A multi-layer membrane includes a fluorine containing layer and a substrate which are joined by a primer layer or primer component added to the fluorine coating before its application and heat treatment in a multi-step technique. Fluorine containing layer applied by spray coating.

Description

The present application relates to membrane layers.
It is known to provide membrane layers and an example is given in US Patent Application Number 10/711607 . This application shows a thin-film fluorine containing layer of 0.3mm or less bonded through cross linking in a mould to substrate such as EPDM or Nitrile rubber to improve upon the substrate's physical and chemical resistance properties. The improvements in the invention are that the surface of the fluorine containing layer can be made smoother through the application of a spray-coated fluorine containing layer rather than through the previous moulding method, and that the fluorine containing layer has been specifically formulated to optimize the efficiency of the product.
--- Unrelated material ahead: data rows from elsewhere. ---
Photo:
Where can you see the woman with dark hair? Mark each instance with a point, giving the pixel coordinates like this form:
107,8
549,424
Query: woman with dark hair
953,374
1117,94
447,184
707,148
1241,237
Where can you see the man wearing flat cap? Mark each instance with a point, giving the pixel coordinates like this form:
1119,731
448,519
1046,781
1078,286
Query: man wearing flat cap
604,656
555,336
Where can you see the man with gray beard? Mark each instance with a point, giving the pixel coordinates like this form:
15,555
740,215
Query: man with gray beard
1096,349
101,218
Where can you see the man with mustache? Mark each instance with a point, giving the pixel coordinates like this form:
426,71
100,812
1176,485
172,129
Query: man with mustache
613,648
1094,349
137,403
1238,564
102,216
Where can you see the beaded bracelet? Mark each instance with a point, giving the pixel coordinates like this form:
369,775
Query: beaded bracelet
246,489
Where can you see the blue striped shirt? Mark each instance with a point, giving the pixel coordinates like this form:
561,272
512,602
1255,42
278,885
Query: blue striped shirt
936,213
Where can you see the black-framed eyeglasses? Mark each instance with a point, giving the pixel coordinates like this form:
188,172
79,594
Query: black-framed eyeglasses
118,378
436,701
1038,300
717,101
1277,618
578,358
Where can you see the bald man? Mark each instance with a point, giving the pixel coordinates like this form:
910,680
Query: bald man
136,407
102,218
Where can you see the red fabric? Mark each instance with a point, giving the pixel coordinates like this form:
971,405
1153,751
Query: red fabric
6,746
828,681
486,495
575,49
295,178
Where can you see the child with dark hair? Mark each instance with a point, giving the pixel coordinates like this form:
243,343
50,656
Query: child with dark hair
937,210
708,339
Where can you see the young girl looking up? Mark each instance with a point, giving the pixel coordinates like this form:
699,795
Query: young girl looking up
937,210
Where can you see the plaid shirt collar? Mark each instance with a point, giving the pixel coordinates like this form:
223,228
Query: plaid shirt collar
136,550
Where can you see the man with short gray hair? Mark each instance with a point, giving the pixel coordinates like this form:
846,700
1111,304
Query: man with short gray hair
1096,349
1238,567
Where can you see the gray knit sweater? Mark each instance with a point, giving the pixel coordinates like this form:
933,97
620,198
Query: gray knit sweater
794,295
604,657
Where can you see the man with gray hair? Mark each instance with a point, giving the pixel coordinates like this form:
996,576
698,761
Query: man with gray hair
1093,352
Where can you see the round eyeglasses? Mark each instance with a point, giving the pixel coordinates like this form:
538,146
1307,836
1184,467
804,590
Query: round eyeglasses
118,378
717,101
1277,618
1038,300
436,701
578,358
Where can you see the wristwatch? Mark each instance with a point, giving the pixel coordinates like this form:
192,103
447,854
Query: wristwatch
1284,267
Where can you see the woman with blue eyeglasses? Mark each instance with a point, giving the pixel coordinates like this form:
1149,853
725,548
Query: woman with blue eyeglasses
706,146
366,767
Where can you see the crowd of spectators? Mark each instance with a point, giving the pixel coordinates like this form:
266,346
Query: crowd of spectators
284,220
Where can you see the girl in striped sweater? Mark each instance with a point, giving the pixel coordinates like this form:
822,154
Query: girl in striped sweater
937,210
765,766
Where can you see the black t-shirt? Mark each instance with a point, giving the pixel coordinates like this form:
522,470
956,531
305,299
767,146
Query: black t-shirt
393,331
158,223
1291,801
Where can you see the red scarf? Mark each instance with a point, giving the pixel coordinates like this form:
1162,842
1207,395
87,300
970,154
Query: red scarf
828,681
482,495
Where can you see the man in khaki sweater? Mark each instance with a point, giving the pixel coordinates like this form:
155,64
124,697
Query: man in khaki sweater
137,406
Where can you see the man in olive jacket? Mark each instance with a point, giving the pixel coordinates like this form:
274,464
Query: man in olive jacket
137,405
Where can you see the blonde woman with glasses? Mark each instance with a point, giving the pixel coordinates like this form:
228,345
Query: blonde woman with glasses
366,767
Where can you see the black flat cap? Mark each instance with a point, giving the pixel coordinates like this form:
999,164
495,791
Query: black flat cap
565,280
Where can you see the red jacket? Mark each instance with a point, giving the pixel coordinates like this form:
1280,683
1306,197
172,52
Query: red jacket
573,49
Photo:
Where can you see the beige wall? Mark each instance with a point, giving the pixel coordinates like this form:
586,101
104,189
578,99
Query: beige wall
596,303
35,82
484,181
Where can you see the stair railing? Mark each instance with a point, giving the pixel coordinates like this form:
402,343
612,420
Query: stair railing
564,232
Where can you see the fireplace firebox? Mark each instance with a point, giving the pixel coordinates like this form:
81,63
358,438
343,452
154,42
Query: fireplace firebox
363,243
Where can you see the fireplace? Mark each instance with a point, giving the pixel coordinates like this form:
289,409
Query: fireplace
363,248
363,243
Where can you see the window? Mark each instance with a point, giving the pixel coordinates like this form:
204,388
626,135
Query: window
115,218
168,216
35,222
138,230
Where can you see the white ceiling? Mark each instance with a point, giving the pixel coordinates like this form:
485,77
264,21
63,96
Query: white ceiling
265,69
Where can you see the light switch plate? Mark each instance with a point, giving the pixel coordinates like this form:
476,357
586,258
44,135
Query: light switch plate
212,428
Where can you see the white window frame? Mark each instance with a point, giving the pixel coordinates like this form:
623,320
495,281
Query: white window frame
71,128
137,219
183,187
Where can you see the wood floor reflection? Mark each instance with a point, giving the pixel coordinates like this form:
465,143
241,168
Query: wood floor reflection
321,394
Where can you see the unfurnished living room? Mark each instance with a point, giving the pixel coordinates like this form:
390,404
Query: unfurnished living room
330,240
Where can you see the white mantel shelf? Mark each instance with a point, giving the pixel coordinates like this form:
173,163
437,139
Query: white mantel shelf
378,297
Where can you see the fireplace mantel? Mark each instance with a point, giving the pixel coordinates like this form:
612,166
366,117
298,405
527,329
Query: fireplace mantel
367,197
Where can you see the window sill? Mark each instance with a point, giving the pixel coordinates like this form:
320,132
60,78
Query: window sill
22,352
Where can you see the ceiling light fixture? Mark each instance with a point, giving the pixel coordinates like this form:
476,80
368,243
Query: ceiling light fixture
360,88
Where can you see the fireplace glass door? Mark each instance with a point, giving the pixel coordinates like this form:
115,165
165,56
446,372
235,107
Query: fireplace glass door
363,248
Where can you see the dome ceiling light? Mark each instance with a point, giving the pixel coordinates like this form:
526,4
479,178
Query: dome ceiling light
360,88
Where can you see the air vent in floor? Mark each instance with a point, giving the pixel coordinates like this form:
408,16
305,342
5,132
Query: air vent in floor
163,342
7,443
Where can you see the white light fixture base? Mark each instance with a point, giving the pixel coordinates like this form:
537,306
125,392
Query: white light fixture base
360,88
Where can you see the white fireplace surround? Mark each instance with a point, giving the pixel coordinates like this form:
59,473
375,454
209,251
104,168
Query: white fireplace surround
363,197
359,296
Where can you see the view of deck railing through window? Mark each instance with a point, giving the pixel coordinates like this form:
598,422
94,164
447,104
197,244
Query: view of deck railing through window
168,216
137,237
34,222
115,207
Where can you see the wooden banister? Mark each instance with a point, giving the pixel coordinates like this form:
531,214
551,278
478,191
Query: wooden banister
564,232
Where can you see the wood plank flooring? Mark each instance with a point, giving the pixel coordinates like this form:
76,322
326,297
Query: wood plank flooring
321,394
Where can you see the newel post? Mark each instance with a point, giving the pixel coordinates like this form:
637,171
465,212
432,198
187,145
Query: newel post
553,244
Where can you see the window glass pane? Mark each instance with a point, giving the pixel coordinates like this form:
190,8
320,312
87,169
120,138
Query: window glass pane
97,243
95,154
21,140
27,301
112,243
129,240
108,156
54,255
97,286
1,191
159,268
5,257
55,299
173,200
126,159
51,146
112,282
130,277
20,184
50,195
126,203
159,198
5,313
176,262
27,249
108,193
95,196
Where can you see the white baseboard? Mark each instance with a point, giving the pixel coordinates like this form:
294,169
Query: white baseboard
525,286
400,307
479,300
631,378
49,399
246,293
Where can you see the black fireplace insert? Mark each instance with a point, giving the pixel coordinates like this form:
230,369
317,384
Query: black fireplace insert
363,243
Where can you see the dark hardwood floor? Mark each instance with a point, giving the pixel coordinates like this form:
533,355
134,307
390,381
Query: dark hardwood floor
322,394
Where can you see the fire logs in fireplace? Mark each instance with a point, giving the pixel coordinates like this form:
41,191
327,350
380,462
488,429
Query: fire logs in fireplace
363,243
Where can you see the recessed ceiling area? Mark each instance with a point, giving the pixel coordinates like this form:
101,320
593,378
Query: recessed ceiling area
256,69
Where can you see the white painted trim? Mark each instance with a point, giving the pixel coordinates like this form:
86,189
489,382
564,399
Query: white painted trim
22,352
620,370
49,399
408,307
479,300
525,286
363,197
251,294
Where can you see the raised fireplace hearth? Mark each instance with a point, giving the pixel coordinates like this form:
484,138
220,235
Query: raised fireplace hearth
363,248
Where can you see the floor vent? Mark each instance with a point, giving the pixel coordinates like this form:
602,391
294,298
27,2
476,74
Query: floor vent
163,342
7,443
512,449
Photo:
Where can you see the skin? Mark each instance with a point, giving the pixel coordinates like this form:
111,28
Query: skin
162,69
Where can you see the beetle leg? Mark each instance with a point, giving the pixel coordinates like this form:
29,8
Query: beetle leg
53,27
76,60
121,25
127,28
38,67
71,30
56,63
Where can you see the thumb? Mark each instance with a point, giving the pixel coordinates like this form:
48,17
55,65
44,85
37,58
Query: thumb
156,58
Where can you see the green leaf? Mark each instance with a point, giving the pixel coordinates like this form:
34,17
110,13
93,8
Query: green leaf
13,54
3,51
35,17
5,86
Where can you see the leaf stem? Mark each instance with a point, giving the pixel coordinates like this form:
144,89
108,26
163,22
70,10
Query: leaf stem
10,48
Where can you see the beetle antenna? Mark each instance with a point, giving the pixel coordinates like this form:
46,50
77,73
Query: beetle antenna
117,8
The previous method did not offer such flexibility in formulation.
Spray coating methods of applying fluorine containing dispersions onto substrates such as EPDM and Nitrile rubber already exist. They are typically combined with primers such as but not limited to polyamide-imide, polyether sulfones and sprayed onto a substrate that may have been pretreated with. Methyl-ethyl Ketone, N-Methyl Pyrrolidone, plasma or corona treatment to improve adhesion of the primer to the substrate. Following surface preparation and priming, they are coated with a fluorine containing dispersion coating, and are then cured on-line or off-line in an oven. However such methods have not previously been applied to a diffuser membrane for use in water treatment plants, which is a difficult application.
This improvement is of particular importance in application of such a coating to a diffuser membrane used in the sewage and industrial wastewater treatment industries. Diffuser membranes are typically made from perforated non-fluorinated elastomers or polymers, which are perforated with small slits and, when inflated, produce a plume of bubbles which are released into waste water. The efficacy of such diffusers is measured primarily in their ability to produce small bubbles in great quantity, such that the combined surface area of the bubbles is large. A large quantity of small bubbles transfers much more oxygen to the process than do a smaller quantity of large bubbles and oxygen mass transfer is desirable. Manufacturers of diffusers typically spend a great deal of time and energy formulating elastomeric compounds that produce small bubbles, The slightest compound formulation change may result in a vastly different bubble size. Furthermore, where diffuser membranes are submerged in dirty water, surface contamination from foulants such as biofilm, calcium and gypsum can cause an increase in bubble size over time, just as fats, oils, greases and solvents can penetrate traditional membranes causing chemical oxidation of the rubber. This can result in either a failed part or increased bubble size. The coating of a non fluorine containing membrane with a smooth fluorinated layer that is specifically designed to produce small bubbles, and to withstand thousands of perforations and a constant state of flux while submerged in waste water, is a novel invention and provides a universal solution to both fouling and efficiency issues.
Aspects of the present invention apply to flexible diffuser membranes which are used in the aeration of waste water and which is spray coated with a fluorine containing surface layer.
A diffuser membrane is produced from blended EPDM rubber, Nitrite rubber, or Neoprene rubber, the surface is roughened either through corona, plasma, or Methyl-ethyl Ketone, and a primer and fluorine containing surface layer are applied through spray coating. Alternately a blended primer and fluorine containing surface layer are applied through spray coating.
When treated in this way, the membrane becomes significantly more resistant to surface fouling, chemical oxidation, and its oxygen transfer efficiency is acceptably high by industry standards.
Embodiments of the present invention are described by way of example and with reference to the attached drawings wherein:

Fig. 1 is a cross-sectional view of a multi layered disc membrane;
Fig. 2 is a cross-sectional view of a membrane onto which layers have been applied;
Fig. 3 is a cutaway view of a multi layered tube membrane;
Fig. 4 is a cross-section of an air diffuser assembly;
Fig. 5 is a cross-section of a membrane; and,
Fig. 6 is a schematic illustration of a manufacturing process.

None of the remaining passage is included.